At seventeen, I rekindled my love of poetry while sitting in a college dorm room scrolling through the musings of an internet poet. As you do. I had joyfully sighed at the likes of Frost, Whitman, Keats, and Cummings years before, but this was a new love – a relatable love, manifested in quiet recitations and teary eyes shared between the concrete walls of an outdated structure. It was beautiful, and it was fluid, and it was raw. It had power over more than a computer screen. And that is something I believe in.

So at eighteen, I picked up a pen, which quickly became laptop keys and I started writing poems. Of course, seventy percent are utter crap and twenty nine percent are nothing special. But I find now, as I did when first discovering those lines in a dorm room, that poetry has power. It is the breath of fresh air when the common tongue becomes stagnant. It is, if you will, the beauty of a whirlwind after an overbearing stillness. And it is the means I have found to put down my thoughts when I have no idea what I am thinking at all.

And you may have thought that it is what has sharpened my words while weakening my affinity for numbers. But no, that other one percent is accounted for in the first poem I ever wrote – my one masterpiece, if only for the subject matter. It stands out amongst my work as she stands out amongst all other figures in my life, the first spot of color in a black and white world.

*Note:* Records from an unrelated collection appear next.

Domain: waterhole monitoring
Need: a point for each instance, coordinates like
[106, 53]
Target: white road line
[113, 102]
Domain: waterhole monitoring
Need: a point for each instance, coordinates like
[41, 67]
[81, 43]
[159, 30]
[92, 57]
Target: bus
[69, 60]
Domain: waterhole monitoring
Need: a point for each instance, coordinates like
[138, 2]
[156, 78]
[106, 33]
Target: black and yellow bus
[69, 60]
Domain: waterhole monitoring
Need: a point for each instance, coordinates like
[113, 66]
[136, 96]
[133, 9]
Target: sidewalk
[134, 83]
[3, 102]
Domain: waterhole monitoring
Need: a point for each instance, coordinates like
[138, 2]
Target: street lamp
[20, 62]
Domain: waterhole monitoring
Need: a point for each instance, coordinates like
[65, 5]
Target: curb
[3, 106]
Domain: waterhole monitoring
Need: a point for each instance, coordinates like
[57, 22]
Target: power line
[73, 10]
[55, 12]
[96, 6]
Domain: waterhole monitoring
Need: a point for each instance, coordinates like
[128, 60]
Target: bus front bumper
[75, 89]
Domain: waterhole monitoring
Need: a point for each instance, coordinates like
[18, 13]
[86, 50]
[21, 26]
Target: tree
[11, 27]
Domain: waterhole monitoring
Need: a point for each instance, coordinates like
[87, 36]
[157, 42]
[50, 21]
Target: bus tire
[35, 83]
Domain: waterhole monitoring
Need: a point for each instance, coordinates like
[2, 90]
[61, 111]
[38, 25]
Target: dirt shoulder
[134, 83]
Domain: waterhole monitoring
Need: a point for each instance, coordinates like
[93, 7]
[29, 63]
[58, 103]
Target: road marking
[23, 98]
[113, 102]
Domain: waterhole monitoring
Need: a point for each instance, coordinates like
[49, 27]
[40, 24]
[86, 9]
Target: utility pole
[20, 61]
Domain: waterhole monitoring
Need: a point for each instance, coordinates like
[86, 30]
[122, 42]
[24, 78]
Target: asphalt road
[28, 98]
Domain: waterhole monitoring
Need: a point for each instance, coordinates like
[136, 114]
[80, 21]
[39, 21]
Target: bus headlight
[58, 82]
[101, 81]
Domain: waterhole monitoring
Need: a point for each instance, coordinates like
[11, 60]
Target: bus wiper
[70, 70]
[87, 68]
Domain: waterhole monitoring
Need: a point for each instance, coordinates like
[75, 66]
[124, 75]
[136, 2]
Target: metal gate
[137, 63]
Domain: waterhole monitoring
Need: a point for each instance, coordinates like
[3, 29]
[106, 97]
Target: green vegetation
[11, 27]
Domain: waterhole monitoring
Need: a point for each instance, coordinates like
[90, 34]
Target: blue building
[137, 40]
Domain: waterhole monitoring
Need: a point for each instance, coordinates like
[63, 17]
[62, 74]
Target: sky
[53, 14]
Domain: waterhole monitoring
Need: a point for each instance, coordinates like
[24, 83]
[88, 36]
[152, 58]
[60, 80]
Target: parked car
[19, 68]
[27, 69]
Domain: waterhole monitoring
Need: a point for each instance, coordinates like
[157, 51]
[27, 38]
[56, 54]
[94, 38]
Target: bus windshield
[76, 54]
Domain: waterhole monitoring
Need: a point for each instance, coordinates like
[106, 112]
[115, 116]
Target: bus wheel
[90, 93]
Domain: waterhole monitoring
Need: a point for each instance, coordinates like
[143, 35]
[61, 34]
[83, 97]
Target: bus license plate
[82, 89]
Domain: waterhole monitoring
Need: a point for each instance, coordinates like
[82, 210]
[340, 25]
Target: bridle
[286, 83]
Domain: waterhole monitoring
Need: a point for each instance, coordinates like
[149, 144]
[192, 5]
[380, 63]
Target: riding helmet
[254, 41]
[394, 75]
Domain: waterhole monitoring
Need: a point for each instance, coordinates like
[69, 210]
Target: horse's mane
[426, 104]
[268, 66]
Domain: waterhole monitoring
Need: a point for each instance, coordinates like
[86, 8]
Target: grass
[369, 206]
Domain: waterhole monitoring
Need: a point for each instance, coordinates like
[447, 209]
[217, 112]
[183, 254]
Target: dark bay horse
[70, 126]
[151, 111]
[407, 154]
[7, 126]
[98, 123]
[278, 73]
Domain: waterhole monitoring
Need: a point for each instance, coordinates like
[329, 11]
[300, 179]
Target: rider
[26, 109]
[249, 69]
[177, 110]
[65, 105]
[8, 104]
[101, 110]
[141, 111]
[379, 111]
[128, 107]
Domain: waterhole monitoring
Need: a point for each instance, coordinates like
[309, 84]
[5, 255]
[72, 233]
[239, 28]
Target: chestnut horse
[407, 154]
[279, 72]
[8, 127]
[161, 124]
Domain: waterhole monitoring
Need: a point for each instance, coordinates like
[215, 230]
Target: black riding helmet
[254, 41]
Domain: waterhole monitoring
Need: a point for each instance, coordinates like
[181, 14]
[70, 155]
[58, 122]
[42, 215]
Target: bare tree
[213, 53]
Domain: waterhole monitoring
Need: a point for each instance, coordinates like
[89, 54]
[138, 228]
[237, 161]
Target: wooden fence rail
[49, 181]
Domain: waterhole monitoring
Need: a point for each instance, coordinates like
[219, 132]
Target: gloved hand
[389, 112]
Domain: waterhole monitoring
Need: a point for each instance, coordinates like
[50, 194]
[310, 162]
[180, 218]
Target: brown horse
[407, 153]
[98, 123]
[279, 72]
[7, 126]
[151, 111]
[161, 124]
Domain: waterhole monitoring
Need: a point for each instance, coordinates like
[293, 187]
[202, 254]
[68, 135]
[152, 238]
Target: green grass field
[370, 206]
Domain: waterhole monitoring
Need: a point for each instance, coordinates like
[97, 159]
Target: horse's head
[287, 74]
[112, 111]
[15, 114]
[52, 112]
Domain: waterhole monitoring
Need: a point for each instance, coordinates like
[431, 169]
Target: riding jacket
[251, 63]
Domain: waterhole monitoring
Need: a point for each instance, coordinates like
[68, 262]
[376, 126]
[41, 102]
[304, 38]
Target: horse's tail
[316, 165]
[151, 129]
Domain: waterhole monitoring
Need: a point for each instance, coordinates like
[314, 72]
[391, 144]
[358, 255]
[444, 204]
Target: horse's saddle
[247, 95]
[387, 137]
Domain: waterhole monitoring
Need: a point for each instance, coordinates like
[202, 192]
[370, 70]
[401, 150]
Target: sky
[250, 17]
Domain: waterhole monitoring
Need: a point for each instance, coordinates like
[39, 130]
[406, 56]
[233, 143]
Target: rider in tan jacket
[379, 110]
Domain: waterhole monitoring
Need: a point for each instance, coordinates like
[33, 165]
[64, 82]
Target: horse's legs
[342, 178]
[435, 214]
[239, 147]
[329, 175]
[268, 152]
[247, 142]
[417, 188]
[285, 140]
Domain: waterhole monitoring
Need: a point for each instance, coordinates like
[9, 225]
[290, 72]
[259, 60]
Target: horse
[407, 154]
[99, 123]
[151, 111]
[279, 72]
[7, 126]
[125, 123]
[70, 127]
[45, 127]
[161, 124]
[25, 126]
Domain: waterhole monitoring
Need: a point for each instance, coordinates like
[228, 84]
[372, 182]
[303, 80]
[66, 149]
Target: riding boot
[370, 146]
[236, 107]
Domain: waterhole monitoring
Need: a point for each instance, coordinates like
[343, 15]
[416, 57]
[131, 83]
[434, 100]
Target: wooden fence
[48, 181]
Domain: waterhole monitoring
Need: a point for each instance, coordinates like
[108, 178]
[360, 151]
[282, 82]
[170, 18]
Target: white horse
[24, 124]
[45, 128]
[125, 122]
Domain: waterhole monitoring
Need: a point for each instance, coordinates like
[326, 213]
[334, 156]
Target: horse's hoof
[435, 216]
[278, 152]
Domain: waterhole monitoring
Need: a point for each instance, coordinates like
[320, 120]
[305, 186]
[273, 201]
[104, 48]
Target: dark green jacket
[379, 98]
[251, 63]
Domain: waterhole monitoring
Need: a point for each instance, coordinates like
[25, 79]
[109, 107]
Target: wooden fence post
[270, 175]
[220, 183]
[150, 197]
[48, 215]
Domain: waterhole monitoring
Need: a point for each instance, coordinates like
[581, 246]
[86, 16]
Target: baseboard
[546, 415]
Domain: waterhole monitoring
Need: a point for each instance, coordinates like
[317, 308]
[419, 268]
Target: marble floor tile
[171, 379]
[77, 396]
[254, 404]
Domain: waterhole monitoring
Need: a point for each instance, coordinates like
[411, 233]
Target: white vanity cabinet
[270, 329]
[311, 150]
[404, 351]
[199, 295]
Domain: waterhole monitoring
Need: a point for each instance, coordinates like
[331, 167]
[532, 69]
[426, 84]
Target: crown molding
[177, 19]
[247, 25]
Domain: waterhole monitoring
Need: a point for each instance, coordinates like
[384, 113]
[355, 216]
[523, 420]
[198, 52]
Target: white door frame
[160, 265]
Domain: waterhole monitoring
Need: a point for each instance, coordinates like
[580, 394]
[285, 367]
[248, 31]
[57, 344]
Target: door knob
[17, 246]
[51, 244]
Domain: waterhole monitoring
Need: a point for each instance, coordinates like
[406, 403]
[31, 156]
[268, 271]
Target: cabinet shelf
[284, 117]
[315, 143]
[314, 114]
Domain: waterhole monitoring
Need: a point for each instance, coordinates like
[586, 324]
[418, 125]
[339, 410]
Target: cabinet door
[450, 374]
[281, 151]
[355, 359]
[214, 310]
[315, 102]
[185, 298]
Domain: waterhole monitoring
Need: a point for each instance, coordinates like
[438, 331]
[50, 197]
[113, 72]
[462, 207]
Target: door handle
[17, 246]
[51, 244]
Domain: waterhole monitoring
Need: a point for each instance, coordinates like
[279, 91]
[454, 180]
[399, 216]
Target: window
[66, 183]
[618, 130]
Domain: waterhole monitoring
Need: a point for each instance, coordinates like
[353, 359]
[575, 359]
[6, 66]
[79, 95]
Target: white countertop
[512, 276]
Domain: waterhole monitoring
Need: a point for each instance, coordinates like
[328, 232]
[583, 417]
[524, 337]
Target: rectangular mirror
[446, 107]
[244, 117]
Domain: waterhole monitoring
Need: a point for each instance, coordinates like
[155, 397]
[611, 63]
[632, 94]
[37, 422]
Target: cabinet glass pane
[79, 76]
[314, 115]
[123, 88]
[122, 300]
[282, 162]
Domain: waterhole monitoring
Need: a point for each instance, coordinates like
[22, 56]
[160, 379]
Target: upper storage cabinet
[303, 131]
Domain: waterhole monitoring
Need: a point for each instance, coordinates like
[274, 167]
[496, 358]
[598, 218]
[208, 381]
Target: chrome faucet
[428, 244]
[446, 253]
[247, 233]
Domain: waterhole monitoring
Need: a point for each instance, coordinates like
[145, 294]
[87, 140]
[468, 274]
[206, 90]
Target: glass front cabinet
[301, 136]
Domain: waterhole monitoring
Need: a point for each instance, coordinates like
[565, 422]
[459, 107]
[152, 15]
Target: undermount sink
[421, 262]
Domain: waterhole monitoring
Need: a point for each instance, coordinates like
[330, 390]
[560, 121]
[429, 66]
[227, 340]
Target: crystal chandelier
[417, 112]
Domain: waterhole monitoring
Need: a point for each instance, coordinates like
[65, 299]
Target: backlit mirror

My mother is a complicated woman, put on this earth, no doubt, for the benefit of many. Yet in the comfort and confines of my own mind, I often indulge in the thought that it was mainly for me – a totem to teach me love and loyalty, the boundaries of anger when it seems there are none, and the depths of grace. Someone to be my best friend and worst enemy conveniently tied into one package. Isn’t that just the funny thing about mothers? If only to be half the inspiration and double the frustration to someone as she has been to me. That would be a courtesy to her legacy. But when is becomes was in the stillness of a second (somewhere far down the line I do hope) perhaps all I will remember is my mother the saint: the woman who put stars in my eyes and a pebble in my shoes, who told me to dream but reminded me that when the discomfort arises of walking too long, home is a consistency where the shoes come off and the pretensions come down. “There’s a whole world out there, baby girl, so remember where you come from but go find your own piece of it.” Or your place in it.

Really, I think that as the years pass, it’s not the words so much that matter as the steady voice which spoke them, promising to be both a safeguard and a celebrant. In my twentieth year, antsy with this sentiment that I had indeed been still too long, I threw myself headfirst into my mother’s advice. Vowing to find my piece, or my place, or simply a story if that’s all this was destined to bring.